Suka di Garuda, Duka di Singapura
Seusai laga, pelukan Rizky Ridho kepada Nadeo menjadi simbol kebersamaan skuad muda Indonesia. Bek yang baru mencuri perhatian di turnamen ini tak kuasa menahan haru — bukan karena sedih, melainkan bangga melihat perjuangan timnya berbuah manis. Di kubu lawan, pemandangan berbeda. Faris Ramli masih terduduk di rumput ketika rekan setimnya berjalan mendekat. Pelatih Singapura mengakui kekalahan ini pahit, terutama karena timnya sempat unggul dan hanya berjarak beberapa menit dari babak adu penalti.

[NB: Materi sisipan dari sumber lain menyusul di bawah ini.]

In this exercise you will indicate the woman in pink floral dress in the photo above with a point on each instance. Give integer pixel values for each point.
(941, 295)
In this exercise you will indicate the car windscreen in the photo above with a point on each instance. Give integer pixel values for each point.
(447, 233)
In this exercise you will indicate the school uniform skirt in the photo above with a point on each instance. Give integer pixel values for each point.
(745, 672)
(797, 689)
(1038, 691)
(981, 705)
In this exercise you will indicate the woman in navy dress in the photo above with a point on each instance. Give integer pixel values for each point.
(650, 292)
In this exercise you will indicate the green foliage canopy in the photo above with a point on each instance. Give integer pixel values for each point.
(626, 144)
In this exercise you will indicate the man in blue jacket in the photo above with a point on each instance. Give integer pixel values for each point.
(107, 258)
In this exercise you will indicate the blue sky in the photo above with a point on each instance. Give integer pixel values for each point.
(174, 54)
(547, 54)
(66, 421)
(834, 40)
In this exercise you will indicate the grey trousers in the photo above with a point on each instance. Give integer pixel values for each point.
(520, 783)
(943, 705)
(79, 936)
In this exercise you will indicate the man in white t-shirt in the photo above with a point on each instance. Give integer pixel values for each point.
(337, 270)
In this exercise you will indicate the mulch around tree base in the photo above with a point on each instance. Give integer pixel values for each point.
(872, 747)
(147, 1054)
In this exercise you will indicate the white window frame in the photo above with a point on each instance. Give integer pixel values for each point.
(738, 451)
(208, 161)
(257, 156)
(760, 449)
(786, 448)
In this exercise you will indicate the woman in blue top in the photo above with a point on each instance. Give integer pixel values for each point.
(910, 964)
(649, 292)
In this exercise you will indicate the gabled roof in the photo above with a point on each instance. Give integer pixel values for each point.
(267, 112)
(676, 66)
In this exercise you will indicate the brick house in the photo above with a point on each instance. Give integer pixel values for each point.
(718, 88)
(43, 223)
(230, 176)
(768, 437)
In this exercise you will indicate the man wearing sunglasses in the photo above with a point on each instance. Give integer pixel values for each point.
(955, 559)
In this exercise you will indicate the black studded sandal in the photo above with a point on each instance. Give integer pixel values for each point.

Bagi Indonesia, kemenangan ini lahir dari keberanian pelatih merotasi skuad dan memberi kepercayaan kepada pemain muda. Rata-rata usia starting XI Garuda lebih muda dari lawan, tetapi mereka tampil tanpa rasa takut, menekan tinggi, dan tidak menyerah meski dua kali tertinggal. Kombinasi energi dan ketenangan itulah yang membuat Garuda layak melaju dengan agregat 5-3 — sekaligus membayar lunas kegagalan di edisi-edisi sebelumnya. Kini tinggal satu langkah lagi menuju gelar, dan para pendukung berharap drama seperti malam itu cukup menjadi pelajaran berharga.